Like many cancer survivors, I run both because it helps me cope with the aftermath of my cancer treatments and because it strengthens me for whatever lies ahead. I am driven by the need to outrun the thing that’s trying to kill me. That’s why I expect to log more than 1000 miles this year, as I have for all but one of the five years since I was diagnosed. Running and cancer work together in ways ranging from the financial to the psychological, from the biochemical to the existential. You don’t die suddenly from cancer, as you might from a heart attack, and you don’t survive it overnight either. Training for a marathon unfolds over months and the race itself takes hours to complete. This passage of time allows a narrative to take shape. When the story of cancer meets a runner’s story, the combination can sometimes knock your socks off.
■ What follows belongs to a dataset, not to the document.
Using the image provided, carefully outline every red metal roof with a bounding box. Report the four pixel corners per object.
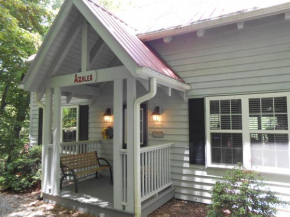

This comingled story has played out in the life of Deena Kastor, one of the great American marathoners (bronze medalist at the 2004 Olympics) and a melanoma survivor. Kastor, who is 38, has had several cancerous moles removed, as well as basal cell carcinomas. A guy with a very different cancer pedigree is Michael Moyles, a Facebook friend who was diagnosed with stage 4 brain cancer in 1999 and who has since run eight marathons. Moyles, who is also 38 and an Air Force officer, has raised more than $100,000 for cancer research. His determination and grit is supernatural, and I’ve looked to him for inspiration when the chips have been down for me. I believe in the power of the personal stories we have to share with one another.

Possibly the best qualities of runner-survivors are their appreciation for life and fearless attitudes. Running can teach you ways of managing whatever comes your way, including the traveling of great distances on your own two feet. That’s an important lesson, and if others are inspired enough by it to donate to the cancer research cause, then that’s all good. There are certainly worse things we can do with our money. The running-cancer partnership plays out in many strange ways, as I continue to discover for myself.